As another one of my fellow delegates Justin Warren points out in the Veeam presentation video linked below, this is the ideal use case for WAN optimization technology.
Here is the video of the presentation from Anton Gostev, Vice President of Product Management at Veeam. There are also comments from Rick Vanover and Doug Hazelman, who are Veeam folks as well.
Closing Thoughts
WAN Optimization as a technology is a hack designed to overcome the problems and limitations with protocols like TCP and other applications that weren’t necessarily designed with WAN links in mind. I am happy to see a vendor like Veeam incorporate a technology like this to make replication of backups happen quicker. You can check out all the new features of Veeam version 7 at their website here.
Disclaimer: My travel, lodging, and meals were covered by Veeam and other vendors as part of my participation in Tech Field Day 9. I was not asked to write anything about them.
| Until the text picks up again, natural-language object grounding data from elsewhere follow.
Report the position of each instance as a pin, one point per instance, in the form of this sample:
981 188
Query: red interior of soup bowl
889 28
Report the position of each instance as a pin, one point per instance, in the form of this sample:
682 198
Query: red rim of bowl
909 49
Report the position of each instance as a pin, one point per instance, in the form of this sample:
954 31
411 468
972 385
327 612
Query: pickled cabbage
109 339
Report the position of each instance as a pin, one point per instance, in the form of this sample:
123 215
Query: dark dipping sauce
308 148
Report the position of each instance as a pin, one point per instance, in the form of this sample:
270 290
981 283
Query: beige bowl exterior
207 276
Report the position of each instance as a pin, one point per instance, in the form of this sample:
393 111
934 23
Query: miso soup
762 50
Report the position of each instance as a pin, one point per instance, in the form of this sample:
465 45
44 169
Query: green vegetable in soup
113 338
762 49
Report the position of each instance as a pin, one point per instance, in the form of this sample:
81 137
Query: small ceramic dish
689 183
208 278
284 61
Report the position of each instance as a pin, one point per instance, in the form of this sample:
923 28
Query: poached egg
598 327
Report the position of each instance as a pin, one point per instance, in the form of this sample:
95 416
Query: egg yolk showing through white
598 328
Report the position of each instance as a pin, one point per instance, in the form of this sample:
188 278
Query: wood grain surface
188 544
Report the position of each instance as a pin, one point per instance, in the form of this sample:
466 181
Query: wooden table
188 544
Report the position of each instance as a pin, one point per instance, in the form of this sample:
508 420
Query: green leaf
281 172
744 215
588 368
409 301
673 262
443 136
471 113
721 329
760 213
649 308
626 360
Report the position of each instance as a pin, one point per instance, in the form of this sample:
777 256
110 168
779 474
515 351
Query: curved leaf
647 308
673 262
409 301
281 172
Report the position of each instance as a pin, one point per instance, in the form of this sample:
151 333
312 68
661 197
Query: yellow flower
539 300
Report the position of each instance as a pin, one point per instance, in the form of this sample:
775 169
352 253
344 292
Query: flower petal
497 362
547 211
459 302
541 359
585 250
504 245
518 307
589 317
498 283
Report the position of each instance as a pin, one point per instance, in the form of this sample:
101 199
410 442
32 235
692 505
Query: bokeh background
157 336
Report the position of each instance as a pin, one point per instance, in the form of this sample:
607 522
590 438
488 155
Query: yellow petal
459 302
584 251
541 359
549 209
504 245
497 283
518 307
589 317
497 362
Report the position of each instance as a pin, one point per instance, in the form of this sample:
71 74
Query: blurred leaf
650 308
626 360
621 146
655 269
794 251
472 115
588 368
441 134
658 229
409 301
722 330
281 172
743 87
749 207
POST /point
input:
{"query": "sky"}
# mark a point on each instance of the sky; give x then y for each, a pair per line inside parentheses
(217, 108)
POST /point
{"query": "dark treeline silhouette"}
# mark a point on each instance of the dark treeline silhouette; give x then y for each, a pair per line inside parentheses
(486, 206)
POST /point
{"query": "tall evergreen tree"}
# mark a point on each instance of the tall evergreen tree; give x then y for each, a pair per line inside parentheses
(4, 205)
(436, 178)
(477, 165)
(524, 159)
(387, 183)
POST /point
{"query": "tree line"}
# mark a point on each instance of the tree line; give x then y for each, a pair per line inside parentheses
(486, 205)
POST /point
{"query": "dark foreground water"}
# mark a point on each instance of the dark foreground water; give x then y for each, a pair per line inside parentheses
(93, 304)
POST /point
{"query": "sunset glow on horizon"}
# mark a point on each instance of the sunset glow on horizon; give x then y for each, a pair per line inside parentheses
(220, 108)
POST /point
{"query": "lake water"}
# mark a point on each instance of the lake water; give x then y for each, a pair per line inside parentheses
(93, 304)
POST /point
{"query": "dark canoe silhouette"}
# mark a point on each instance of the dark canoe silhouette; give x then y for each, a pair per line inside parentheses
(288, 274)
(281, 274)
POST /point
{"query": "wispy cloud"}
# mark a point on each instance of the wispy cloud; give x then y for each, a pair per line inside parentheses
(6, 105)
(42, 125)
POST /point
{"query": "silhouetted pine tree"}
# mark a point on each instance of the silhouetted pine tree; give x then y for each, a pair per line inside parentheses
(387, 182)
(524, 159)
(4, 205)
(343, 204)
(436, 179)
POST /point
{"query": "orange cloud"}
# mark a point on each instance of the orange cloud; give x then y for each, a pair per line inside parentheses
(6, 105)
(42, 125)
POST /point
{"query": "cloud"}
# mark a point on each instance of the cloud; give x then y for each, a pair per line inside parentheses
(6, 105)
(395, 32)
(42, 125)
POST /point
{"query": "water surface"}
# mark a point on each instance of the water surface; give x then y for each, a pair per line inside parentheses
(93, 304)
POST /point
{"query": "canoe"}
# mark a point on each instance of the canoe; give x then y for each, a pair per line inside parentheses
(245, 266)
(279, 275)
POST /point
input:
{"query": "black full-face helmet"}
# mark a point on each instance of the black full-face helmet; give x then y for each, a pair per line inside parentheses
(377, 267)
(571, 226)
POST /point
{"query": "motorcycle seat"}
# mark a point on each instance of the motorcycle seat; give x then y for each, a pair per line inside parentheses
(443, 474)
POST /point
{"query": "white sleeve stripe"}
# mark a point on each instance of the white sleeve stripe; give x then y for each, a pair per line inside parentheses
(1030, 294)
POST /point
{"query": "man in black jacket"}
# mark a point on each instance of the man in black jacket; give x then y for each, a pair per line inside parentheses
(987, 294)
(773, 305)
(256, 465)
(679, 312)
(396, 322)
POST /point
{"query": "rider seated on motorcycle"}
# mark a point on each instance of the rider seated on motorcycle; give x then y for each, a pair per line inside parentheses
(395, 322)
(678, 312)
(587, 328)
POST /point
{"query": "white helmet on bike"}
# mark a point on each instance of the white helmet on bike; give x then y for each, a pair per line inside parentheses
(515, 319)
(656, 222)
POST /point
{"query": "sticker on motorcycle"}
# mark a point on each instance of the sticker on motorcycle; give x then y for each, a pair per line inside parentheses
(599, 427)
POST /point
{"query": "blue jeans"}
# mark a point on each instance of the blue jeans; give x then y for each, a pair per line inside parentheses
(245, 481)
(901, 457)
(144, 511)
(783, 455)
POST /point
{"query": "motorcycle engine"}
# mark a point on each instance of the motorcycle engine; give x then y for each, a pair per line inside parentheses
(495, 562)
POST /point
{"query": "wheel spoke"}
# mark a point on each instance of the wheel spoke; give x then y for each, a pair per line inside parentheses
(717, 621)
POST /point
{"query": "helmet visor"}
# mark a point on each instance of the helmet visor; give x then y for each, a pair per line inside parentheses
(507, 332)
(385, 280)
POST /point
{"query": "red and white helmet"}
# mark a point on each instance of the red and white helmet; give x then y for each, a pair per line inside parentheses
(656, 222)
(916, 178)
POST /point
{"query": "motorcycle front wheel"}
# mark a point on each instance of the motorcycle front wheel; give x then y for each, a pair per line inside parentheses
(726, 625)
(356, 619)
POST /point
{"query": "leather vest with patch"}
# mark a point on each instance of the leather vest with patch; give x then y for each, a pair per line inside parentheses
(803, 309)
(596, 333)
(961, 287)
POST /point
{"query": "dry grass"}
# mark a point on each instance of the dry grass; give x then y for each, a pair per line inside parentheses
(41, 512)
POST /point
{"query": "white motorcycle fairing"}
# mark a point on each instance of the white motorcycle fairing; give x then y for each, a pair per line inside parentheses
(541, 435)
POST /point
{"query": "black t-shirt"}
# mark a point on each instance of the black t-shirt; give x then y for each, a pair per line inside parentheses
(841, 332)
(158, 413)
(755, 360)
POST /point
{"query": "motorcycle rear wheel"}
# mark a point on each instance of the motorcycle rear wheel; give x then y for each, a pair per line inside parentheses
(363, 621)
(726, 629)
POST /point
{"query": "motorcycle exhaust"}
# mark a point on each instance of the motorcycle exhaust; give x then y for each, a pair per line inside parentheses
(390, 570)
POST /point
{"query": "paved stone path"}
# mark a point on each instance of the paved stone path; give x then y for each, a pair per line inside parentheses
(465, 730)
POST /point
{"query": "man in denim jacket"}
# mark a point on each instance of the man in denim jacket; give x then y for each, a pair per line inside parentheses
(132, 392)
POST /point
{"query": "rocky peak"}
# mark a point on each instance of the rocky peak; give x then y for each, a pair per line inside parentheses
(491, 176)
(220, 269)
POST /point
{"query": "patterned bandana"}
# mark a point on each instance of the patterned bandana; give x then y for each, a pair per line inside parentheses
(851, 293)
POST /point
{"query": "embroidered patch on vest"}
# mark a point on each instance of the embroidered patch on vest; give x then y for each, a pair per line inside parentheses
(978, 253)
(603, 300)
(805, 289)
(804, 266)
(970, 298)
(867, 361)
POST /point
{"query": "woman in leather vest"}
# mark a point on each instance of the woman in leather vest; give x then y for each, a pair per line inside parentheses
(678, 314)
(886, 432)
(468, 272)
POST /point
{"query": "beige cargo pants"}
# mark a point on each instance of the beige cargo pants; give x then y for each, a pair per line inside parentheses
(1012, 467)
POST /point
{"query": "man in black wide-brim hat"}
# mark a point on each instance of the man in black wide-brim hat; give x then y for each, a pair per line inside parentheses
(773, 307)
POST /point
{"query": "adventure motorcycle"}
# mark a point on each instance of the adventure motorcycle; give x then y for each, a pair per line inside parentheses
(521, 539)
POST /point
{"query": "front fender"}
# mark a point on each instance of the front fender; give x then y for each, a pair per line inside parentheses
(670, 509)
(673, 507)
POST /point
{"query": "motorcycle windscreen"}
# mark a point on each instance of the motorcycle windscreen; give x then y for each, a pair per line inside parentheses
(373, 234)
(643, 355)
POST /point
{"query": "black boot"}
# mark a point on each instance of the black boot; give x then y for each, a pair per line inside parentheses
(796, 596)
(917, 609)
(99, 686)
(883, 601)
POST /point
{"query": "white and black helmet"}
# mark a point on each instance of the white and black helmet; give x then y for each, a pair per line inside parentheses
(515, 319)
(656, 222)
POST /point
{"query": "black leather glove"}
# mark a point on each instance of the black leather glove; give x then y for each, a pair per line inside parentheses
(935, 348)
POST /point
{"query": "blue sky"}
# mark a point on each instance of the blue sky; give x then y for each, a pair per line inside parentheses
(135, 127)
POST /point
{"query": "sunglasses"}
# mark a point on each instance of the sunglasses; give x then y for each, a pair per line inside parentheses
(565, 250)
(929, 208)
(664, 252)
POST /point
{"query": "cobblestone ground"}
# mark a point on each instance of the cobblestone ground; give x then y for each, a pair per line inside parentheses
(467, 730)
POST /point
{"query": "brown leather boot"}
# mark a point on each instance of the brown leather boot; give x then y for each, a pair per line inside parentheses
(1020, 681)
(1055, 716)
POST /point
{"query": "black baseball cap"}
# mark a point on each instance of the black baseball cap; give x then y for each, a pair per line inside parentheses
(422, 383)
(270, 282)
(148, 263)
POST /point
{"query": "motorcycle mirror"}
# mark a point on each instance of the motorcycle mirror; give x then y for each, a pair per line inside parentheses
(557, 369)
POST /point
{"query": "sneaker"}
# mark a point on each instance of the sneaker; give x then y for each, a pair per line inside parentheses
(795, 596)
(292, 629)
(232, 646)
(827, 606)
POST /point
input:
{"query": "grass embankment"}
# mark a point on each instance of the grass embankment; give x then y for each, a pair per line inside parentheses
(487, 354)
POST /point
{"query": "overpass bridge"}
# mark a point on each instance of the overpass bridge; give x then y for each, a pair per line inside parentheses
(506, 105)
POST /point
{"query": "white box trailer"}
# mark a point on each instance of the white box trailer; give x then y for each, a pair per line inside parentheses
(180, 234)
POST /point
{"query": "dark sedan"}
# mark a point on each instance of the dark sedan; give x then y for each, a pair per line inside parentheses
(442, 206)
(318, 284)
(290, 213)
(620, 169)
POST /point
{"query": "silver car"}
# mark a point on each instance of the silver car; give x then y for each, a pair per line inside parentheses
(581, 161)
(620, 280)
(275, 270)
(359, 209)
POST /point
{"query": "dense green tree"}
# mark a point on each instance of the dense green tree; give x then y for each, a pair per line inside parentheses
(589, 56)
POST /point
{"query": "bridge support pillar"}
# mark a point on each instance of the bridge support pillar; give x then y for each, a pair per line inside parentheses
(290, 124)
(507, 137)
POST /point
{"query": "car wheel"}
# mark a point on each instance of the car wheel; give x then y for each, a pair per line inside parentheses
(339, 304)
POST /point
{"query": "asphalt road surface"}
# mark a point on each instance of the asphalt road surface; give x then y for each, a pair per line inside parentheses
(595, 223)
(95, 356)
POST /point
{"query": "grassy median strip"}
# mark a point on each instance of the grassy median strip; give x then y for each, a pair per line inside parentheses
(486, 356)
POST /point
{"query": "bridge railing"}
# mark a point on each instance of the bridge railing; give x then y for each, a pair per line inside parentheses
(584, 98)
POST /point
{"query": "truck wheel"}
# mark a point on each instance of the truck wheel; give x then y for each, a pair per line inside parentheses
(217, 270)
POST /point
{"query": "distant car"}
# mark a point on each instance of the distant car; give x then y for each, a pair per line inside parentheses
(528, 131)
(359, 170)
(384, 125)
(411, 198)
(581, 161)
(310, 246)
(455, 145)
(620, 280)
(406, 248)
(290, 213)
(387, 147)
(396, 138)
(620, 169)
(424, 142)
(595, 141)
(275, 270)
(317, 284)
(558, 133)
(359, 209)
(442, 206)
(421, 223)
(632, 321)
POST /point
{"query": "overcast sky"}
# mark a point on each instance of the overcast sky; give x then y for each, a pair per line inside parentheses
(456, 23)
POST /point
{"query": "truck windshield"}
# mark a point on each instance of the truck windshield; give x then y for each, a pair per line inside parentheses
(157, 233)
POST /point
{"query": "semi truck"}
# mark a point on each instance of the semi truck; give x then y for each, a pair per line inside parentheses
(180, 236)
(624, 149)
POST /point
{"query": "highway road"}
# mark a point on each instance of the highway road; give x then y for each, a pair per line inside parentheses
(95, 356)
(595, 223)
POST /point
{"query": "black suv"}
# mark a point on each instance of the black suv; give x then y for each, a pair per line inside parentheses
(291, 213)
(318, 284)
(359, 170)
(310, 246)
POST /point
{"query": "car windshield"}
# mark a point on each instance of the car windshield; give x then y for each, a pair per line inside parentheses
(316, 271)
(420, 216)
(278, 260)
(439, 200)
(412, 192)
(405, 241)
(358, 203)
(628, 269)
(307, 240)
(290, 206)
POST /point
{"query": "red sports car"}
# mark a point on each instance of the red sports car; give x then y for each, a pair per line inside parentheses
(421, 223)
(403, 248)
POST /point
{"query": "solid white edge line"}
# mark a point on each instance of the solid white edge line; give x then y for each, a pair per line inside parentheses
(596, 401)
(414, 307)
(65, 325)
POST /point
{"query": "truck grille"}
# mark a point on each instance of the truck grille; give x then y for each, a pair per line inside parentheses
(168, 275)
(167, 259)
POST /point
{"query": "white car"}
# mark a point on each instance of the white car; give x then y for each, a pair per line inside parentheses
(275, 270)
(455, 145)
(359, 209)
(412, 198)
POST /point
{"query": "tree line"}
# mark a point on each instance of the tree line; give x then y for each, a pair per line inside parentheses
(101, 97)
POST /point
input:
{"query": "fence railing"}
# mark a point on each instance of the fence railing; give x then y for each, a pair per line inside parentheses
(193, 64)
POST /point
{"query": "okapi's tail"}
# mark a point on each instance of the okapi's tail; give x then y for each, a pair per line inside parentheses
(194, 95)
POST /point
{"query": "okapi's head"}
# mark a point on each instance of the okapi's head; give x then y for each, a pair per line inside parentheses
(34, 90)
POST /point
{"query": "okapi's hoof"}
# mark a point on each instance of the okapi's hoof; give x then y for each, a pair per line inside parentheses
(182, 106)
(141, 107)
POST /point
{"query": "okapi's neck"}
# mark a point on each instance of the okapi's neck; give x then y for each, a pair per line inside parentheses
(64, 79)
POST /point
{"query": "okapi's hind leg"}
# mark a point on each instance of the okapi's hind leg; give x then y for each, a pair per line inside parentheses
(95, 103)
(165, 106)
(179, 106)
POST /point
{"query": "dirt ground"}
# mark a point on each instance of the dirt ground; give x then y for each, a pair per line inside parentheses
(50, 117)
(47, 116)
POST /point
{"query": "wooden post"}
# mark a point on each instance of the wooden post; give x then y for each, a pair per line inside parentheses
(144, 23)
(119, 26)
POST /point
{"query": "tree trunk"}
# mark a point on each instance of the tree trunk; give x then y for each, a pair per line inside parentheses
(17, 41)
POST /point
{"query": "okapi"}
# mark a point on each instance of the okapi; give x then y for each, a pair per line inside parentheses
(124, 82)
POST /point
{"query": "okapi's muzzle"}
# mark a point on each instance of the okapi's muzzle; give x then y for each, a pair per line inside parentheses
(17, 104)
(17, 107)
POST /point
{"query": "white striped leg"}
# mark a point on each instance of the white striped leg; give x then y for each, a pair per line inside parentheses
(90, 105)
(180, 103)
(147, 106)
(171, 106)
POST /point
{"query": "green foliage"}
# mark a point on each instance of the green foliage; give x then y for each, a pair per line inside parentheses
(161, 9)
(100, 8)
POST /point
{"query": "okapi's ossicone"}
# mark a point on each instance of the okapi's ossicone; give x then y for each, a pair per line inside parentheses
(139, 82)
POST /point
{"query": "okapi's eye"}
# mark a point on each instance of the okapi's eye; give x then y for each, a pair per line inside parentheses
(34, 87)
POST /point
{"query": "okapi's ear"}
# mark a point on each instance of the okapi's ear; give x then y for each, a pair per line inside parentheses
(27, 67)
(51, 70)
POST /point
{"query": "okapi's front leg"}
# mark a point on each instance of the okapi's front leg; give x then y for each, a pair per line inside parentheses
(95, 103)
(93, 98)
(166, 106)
My standard disclaimer is found here.
Four another ‘network Guy’, would you élaborate on how Veeam WAN optimisation is different (and bettter) than rsync ?
-jpp
JPP,
My understanding of rsync is that it transfers files across a network using only the blocks or chunks that have changed and that it can use compression as well. I don’t believe it does any sort of TCP optimization like traditional WAN optimization solutions do. Veeam’s WAN op implementation does use TCP optimizations(inflated window sizes, etc) in addition to deduplication at the block level. Veeam also has a dedicated cache on both sides of the link to store the block level information, which helps with the warm transfers.